Gita, the cargo robot from the makers of Vespa, is going on sale for $3,250
Piaggio Fast Forward, backed by the company that launched the Vespa, is launching its first consumer product: the Gita. The little spherical robot is meant to trail people on the go, carrying up to 40 pounds of their belongings. PFF envisions people using it to carry their groceries, gym equipment, or kids’ and pet toys. That way, they can spend more time walking hands-free.
Gita made headlines when it was first revealed back in 2017, and the company has added some new features (as well as taken out some) since then. For one, it’s not autonomous anymore; it can only follow whoever’s in front of it, via visual sensors. The previous top speed of 22 miles per hour has been pared down to just 6 miles per hour, presumably since it can only follow people around now instead of being able to navigate environments on its own.
Gita doesn’t record photos or videos, and can’t identify who it’s following, which is a decision PFF says was made specifically with privacy in mind. It really only works best on hard surfaces like sidewalks and paths, not in any sort of rough terrain, like sand, snow, or mud. It cannot handle stairs, and the company says it can go up and down slopes that are at a 16 percent incline, so get your protractors out before attempting to take Gita up a ramp.
There’s an app that works with the robot, though it’s not necessary for its basic functionalities. It can be used to lock and unlock the cargo bin lid, check battery levels, and stream audio through the Gita, via Bluetooth. The Gita has about four hours of battery life, and can get back up to a full charge in two hours.
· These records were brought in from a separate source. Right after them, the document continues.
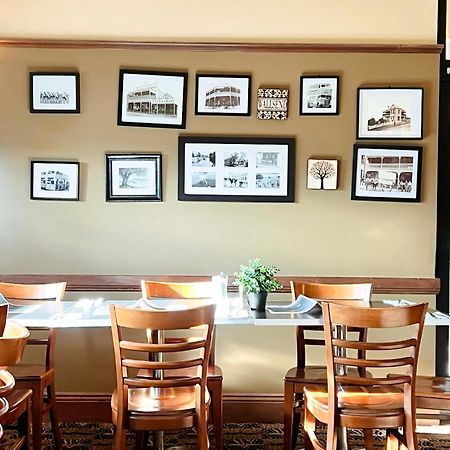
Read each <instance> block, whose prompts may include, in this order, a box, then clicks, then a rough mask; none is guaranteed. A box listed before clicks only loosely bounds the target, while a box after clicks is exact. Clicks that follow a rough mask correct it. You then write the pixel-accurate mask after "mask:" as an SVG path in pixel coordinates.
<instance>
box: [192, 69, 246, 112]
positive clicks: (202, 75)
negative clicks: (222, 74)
mask: <svg viewBox="0 0 450 450" xmlns="http://www.w3.org/2000/svg"><path fill="white" fill-rule="evenodd" d="M250 92H251V77H250V76H248V75H223V76H219V75H207V74H205V75H199V74H197V77H196V101H195V114H197V115H201V114H209V115H229V116H249V115H250Z"/></svg>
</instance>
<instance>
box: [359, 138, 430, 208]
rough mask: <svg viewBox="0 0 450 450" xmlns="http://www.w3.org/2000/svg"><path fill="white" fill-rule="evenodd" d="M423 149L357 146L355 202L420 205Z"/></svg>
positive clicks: (360, 144) (402, 146) (365, 144)
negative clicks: (374, 200)
mask: <svg viewBox="0 0 450 450" xmlns="http://www.w3.org/2000/svg"><path fill="white" fill-rule="evenodd" d="M421 172H422V147H416V146H393V145H370V144H355V145H354V153H353V181H352V200H377V201H392V202H394V201H395V202H420V188H421Z"/></svg>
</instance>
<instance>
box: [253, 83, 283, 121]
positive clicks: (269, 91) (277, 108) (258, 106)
mask: <svg viewBox="0 0 450 450" xmlns="http://www.w3.org/2000/svg"><path fill="white" fill-rule="evenodd" d="M288 96H289V90H288V89H262V88H260V89H258V108H257V109H258V111H257V113H256V117H257V118H258V119H262V120H286V119H287V105H288Z"/></svg>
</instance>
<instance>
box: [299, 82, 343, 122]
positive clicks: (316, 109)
mask: <svg viewBox="0 0 450 450" xmlns="http://www.w3.org/2000/svg"><path fill="white" fill-rule="evenodd" d="M299 114H300V115H303V114H314V115H336V114H339V77H338V76H307V75H303V76H301V77H300V111H299Z"/></svg>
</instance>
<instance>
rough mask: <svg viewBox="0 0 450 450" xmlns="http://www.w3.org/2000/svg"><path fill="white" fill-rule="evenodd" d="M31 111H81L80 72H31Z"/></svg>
mask: <svg viewBox="0 0 450 450" xmlns="http://www.w3.org/2000/svg"><path fill="white" fill-rule="evenodd" d="M30 112H31V113H60V114H71V113H79V112H80V74H79V73H76V72H30Z"/></svg>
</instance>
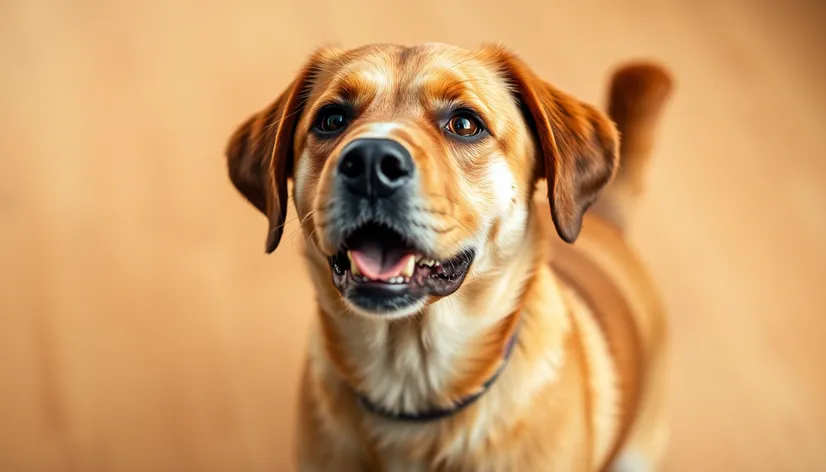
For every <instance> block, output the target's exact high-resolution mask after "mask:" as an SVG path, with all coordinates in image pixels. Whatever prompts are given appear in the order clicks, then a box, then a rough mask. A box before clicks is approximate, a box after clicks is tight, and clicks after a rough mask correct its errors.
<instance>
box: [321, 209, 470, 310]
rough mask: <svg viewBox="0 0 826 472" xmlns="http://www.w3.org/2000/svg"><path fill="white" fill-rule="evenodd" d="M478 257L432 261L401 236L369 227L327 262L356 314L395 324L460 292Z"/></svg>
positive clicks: (392, 233) (343, 244)
mask: <svg viewBox="0 0 826 472" xmlns="http://www.w3.org/2000/svg"><path fill="white" fill-rule="evenodd" d="M474 256H475V251H474V250H472V249H469V250H462V251H459V252H458V253H457V254H456V255H454V256H452V257H450V258H447V259H443V260H440V259H437V258H434V257H430V256H428V255H427V253H426V252H425V251H423V250H421V249H419V248H418V247H417V245H416V244H415V242H410V241H408V240H407V239H405V237H404V236H403V235H402V234H401V233H399V232H397V231H395V230H393V229H390V228H388V227H386V226H381V225H378V224H373V223H367V224H365V225H362V226H361V227H359V228H357V229H355V230H354V231H352V232H351V233H350V235H349V236H348V237H346V238H345V239H344V243H343V244H342V246H341V248H340V250H339V251H338V252H337V253H336V254H335V255H333V256H330V257H328V262H329V265H330V271H331V273H332V278H333V284H334V285H335V287H336V288H337V289H338V291H339V293H341V295H342V296H343V297H344V299H345V301H346V303H347V304H348V305H349V307H350V308H351V309H352V310H353V311H354V312H356V313H358V314H360V315H364V316H371V317H381V318H384V319H396V318H403V317H407V316H412V315H415V314H416V313H419V312H420V311H421V310H422V309H423V308H424V307H425V305H426V304H427V301H428V300H429V299H430V298H431V297H446V296H448V295H451V294H453V293H454V292H456V290H458V289H459V287H461V286H462V283H463V282H464V280H465V277H466V276H467V273H468V271H469V270H470V266H471V264H472V263H473V259H474Z"/></svg>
Besides the issue that something like this would be kind of unusable in big cities like New York, my biggest worry would be that someone would try to steal the Gita while it’s following me. Then again, it weighs 50 pounds, and can carry up to 40 pounds of belongings, so it wouldn’t be an easy task for any ill-willed thieves to just snatch it up and make a run for it.
But at a hefty price tag of $3,250, it’ll probably be a while before cargo robots take off with consumers. For those interested in enlisting the aid of an expensive robot courier, the Gita comes in red, gray, and blue colors, and will be available November 18th, 2019.